A Cobb-Vantress, mais antiga empresa de genética avícola em operação no mundo, realizou, no dia 23 de julho, no Hotel WA, em Caruaru (PE), mais uma edição do Workshop de Manejo Inicial (Brooding). O evento integra a série de workshops regionais promovidos pela empresa e reuniu cerca de 50 clientes da região Nordeste para debater boas práticas no manejo de fêmeas e machos, com ênfase nas primeiras oito semanas de vida das aves.
A programação incluiu uma apresentação sobre os novos produtos da Cobb, além da divulgação de dados e resultados do Projeto Brooding e seu impacto no desempenho dos lotes até oito semanas de idade. Os participantes também acompanharam orientações sobre o uso da seletora de pintos no Incubatório, práticas específicas para o manejo de fêmeas e machos e depoimentos de clientes sobre experiências e resultados obtidos em campo. O evento contou ainda com uma mesa redonda de encerramento do bloco técnico, com os temas apresentados no evento.

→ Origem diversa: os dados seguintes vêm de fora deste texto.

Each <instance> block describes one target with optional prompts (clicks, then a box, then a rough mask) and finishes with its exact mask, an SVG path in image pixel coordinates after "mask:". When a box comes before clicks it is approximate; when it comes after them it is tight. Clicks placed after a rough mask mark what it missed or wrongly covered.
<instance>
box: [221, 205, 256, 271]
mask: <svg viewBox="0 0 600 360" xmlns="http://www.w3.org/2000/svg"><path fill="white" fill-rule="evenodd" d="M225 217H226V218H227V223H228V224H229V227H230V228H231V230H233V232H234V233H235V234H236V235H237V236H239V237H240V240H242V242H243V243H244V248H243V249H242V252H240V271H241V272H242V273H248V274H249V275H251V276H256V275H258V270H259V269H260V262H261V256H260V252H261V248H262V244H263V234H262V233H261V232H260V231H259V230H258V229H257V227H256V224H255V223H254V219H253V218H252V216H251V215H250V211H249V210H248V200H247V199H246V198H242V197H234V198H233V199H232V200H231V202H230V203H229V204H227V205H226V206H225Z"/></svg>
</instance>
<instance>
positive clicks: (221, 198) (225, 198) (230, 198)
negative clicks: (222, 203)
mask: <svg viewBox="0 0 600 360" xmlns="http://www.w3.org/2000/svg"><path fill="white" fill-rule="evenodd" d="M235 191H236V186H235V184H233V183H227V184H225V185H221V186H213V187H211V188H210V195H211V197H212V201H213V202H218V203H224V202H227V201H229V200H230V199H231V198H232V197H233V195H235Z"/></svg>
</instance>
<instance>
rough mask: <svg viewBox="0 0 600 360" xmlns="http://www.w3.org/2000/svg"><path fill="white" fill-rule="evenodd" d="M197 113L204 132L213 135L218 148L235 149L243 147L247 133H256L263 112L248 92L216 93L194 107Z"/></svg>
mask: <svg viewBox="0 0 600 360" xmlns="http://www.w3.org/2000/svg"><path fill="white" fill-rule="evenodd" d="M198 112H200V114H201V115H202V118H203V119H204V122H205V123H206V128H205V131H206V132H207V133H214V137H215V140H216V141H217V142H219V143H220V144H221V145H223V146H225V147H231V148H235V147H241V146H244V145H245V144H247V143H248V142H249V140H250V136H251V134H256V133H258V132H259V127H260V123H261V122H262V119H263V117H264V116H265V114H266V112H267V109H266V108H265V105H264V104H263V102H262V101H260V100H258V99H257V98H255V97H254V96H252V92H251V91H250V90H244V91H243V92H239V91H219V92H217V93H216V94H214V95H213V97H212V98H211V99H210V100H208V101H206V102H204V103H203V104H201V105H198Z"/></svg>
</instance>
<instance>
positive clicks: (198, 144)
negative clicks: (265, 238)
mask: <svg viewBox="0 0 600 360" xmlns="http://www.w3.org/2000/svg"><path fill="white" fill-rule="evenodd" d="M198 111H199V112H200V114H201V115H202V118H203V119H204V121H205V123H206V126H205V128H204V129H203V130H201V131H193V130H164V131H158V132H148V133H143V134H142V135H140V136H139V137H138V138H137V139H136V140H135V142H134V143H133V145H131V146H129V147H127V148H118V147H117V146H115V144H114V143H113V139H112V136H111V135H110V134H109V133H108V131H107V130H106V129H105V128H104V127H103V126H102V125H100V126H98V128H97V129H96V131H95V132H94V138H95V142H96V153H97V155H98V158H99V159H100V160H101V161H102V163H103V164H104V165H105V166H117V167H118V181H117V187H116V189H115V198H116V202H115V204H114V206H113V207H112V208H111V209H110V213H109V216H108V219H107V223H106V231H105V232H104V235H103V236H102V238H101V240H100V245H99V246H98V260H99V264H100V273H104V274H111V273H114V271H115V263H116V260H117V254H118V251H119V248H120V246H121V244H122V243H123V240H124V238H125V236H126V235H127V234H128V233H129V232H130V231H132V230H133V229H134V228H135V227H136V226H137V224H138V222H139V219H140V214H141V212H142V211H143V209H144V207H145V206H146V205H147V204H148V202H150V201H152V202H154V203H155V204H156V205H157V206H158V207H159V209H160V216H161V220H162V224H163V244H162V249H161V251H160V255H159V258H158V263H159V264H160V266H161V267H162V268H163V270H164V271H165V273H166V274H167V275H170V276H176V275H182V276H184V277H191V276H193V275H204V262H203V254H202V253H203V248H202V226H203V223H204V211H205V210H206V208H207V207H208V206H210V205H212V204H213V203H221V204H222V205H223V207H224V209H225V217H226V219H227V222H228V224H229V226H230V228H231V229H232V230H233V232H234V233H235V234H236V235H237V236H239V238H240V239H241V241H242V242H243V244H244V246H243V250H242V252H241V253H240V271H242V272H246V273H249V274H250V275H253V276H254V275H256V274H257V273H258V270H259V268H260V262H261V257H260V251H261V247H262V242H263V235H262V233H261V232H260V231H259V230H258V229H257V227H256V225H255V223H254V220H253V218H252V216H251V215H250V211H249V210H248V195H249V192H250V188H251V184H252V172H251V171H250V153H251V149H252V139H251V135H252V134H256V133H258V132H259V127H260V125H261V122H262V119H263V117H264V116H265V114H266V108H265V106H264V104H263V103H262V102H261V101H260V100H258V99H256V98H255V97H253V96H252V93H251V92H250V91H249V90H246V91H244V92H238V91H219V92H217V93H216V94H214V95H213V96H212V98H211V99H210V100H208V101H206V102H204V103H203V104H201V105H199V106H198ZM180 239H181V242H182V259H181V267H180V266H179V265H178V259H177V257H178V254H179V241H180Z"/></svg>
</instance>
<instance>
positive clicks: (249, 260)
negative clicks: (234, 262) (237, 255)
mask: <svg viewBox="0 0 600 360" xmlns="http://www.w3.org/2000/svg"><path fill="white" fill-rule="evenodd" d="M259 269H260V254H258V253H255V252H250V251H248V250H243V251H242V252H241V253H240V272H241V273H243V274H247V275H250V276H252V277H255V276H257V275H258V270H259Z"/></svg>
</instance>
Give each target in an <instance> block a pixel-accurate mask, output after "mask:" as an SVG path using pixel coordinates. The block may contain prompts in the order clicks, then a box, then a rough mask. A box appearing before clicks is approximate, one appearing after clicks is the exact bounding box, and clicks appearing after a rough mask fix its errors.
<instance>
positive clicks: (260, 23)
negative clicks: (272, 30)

O workshop foi conduzido por Eduardo Loewen, diretor-associado de Serviço Técnico da Cobb no Brasil, que lidera o projeto Brooding na companhia, e recebeu apresentações do diretor nacional de Vendas, Gustavo Triques, e do gerente regional do Nordeste, Rodrigo Baião.
“Os encontros regionais são fundamentais para fortalecermos, cada vez mais, a nossa parceria com os clientes. Estar presente no Nordeste, ouvindo as demandas específicas da região e levando conhecimento técnico baseado em dados reais, é o que nos permite construir relações de confiança e alcançar resultados ainda mais positivos para toda a cadeia produtiva”, afirma Loewen.
Segundo o executivo, o manejo inicial é a base para o desempenho produtivo ao longo de todo o ciclo das aves. “Ao levarmos esse workshop para o Nordeste, reiteramos nosso compromisso de estar ao lado dos clientes, compartilhando orientações práticas que se traduzem em melhor desempenho dos lotes e melhores resultados de performance”, destaca.
Melhores Lotes da Região
Ao final do evento, empresas da região Nordeste com os melhores desempenhos nas categorias Índice de Eclosão e Ovos Totais foram homenageadas com o prêmio Melhores Lotes Regionais Cobb.
Na categoria Melhor Índice de Eclosão, a Notaro foi a grande vencedora, com resultado de 82,7%. A segunda colocada foi a Pinto Formoso, com índice de 82,4%.
Já na categoria Ovos Totais, a Gujão conquistou o primeiro lugar, com média de 194,8 ovos produzidos por fêmea, seguida pela Notaro, com 192,7 ovos por fêmea.
Diretores e representantes das empresas vencedoras receberam troféus em reconhecimento aos resultados alcançados.